Cáceres, a Honduran human rights and environmental activist and a leader for the indigenous Lenca people and other groups in the region, was killed in her home in La Esperanza on March 3.
Two of her relatives, Carrillo and his nephew Daniel Rodriguez, also an alumnus of this university, are now among the many speaking out against her death and the violence in Honduras.
Though the details surrounding her death are still uncertain and police call the incident a botched robbery, many in Honduras believe the shooting was a political assassination, according to The Daily Beast.
While in Washington this past week, Carrillo lobbied to Congress to stop funding to Honduras.
“We asked to suspend all security and military aid to Honduras and to review any other aid provided to the Honduran government in order to pressure their government to allow for a serious, independent international investigation by an organization with a mandate of Berta’s murder,” Carrillo said.
Rodriguez, a 2009 alumnus who works in IT management, traveled to Honduras for her funeral.
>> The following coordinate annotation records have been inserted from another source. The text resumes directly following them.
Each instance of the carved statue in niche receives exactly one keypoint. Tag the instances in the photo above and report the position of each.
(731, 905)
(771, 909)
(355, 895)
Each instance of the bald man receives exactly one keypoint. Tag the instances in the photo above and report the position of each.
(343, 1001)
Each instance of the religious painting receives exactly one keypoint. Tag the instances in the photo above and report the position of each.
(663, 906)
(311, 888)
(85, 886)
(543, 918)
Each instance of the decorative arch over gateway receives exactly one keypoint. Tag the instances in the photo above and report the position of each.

He said his aunt should have not had to lose her life the way she did.
“She was so well-respected in her community,” Rodriguez said. “They just wanted to silence her because her beliefs were different from theirs.”
Before her death, Cáceres was actively opposing a dam project that would take land away from the Lenca indigenous people in Honduras, Carrillo said.
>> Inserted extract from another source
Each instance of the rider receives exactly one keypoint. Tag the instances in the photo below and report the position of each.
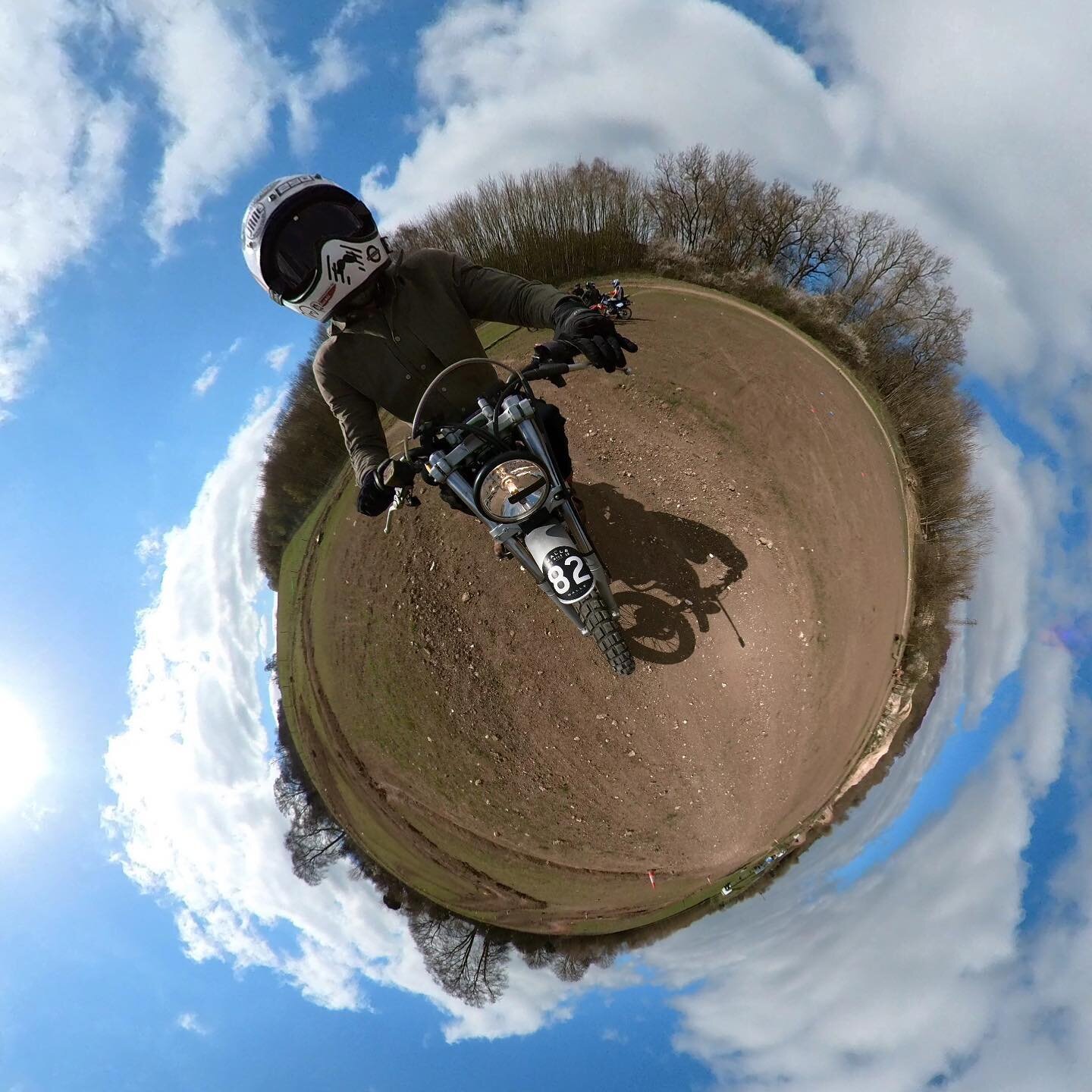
(396, 318)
Ana Patricia Rodriguez, a professor in the Spanish and Portuguese department, said Cáceres died for something she believed in.
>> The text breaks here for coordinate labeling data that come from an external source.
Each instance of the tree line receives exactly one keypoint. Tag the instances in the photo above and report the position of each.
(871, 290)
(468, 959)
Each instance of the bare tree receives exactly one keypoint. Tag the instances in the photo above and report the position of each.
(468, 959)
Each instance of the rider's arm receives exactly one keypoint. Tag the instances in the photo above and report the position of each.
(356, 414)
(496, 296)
“To be a person that advocates for the rights of everyday people — indigenous, women, children, poor, et cetera — will get you killed in Central America,” she said. “This is not something of the past. … It’s happening now.”
Trade agreements in Central America aim to privatize land and sell the holdings of indigenous communities, Ana Patricia Rodriguez said. Opponents of these land deals suggest they are just a way for companies to access resources in the areas, she said, and the ownership of their own land is something indigenous people in Central America have “fought for centuries” for.
Though this happened in Central America, Rodriguez said this is an issue that is also particularly relevant to this area because of the immigrant community here.
“We are an institution that is embedded in this region with these mass migrations, particularly from Central America,” she said.
Ana Patricia Rodriguez said the university should work to increase resources for these communities, such as programs and scholarships, so students can learn more about the issues that affect politics in the region and the goals Cáceres worked for.
“We could also develop activism,” she said. “We have activism here on-campus, but students need to become more aware on ways to use our energy to work in that area.”
Carrillo said many students at this university might not have known who his aunt was, but what she was fighting for was important to many, even outside Honduras.
“What she was fighting for in Honduras benefits people of all ages in any place of the world,” Carrillo said. “We want people to be aware of what is happening in Honduras because we want to be able to prevent it from happening in their countries.”
CORRECTION: Due to a reporting error, Berta Cáceres’ name was misspelled in the headline and the body of this story. The article has been updated.